According to a McKinsey Global Institute (MGI) study released this month, 65% of manufacturing work has the potential to be automated. This massive shift in labor affects 29.6 Million workers in the Americas alone with Brazil, United States, Mexico, Argentina and Peru topping the list of those impacted. This is not to say that 29.6 million people will be replaced by robots and out of work; it simply means that the definition of having a manufacturing job, and its requirements, is changing.
MGI partner Michael Chui explains that only 5% of occupations can be completely automated using today’s technology. “Almost every job has a significant percentage of its activities that can be automated.” He goes on to say that statement includes a quarter to a third of individual activities performed by a CEO. Collectively, almost $16 trillion in wages paid for individual tasks could be automated with current technology.
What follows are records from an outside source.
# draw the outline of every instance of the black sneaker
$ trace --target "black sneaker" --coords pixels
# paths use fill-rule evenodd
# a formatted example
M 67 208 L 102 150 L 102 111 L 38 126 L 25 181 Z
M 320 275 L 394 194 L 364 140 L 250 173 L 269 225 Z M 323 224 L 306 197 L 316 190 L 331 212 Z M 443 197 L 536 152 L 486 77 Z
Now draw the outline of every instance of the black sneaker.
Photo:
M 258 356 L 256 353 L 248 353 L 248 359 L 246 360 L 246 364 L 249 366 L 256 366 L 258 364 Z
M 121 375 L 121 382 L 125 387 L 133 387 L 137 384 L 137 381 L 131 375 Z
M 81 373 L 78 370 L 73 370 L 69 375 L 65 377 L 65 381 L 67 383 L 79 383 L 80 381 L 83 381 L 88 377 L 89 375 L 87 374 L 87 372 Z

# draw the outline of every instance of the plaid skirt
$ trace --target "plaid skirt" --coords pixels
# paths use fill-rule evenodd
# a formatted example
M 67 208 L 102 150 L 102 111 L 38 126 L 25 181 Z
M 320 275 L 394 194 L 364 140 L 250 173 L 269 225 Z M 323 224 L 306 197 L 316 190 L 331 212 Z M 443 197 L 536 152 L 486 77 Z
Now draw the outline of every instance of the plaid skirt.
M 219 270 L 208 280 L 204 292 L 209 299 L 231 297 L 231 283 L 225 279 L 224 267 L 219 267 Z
The tasks most easily automated are physical, well-structured and predictable, such as data collection and processing. In the US, those types of activities account for 51 percent of activities performed in its economy, mostly stemming from manufacturing, retail, and accommodation and food service.
Automation and digitization are new tools management can use to increase competitiveness. However, deploying new technology does come with risks, including cyber security and retraining a workforce. Long-term, the benefits of automation could outweigh the risks in reduced errors and improving quality and speed. Often overlooked is automation’s contribution to productivity. MGI estimates that automation could increase productivity growth globally by .8 to 1.4 percent. The goal with adaptive automation should be for people to complement the work of machines and vice versa.
Implementation of automation technologies will vary by job, activity and skill level. Some factors affecting adoption rates are costs, supply and demand for specific labor, social acceptance, regulatory requirements, and economic conditions. Ultimately, business processes will adapt and workers will be required to change with them but the outlook for widespread change is long-term. The expected gradual incorporation of automated processes and technologies will make the shift less disruptive for the workforce. The subtle changes will result in different types of jobs surfacing, rather than mass, long-term unemployment.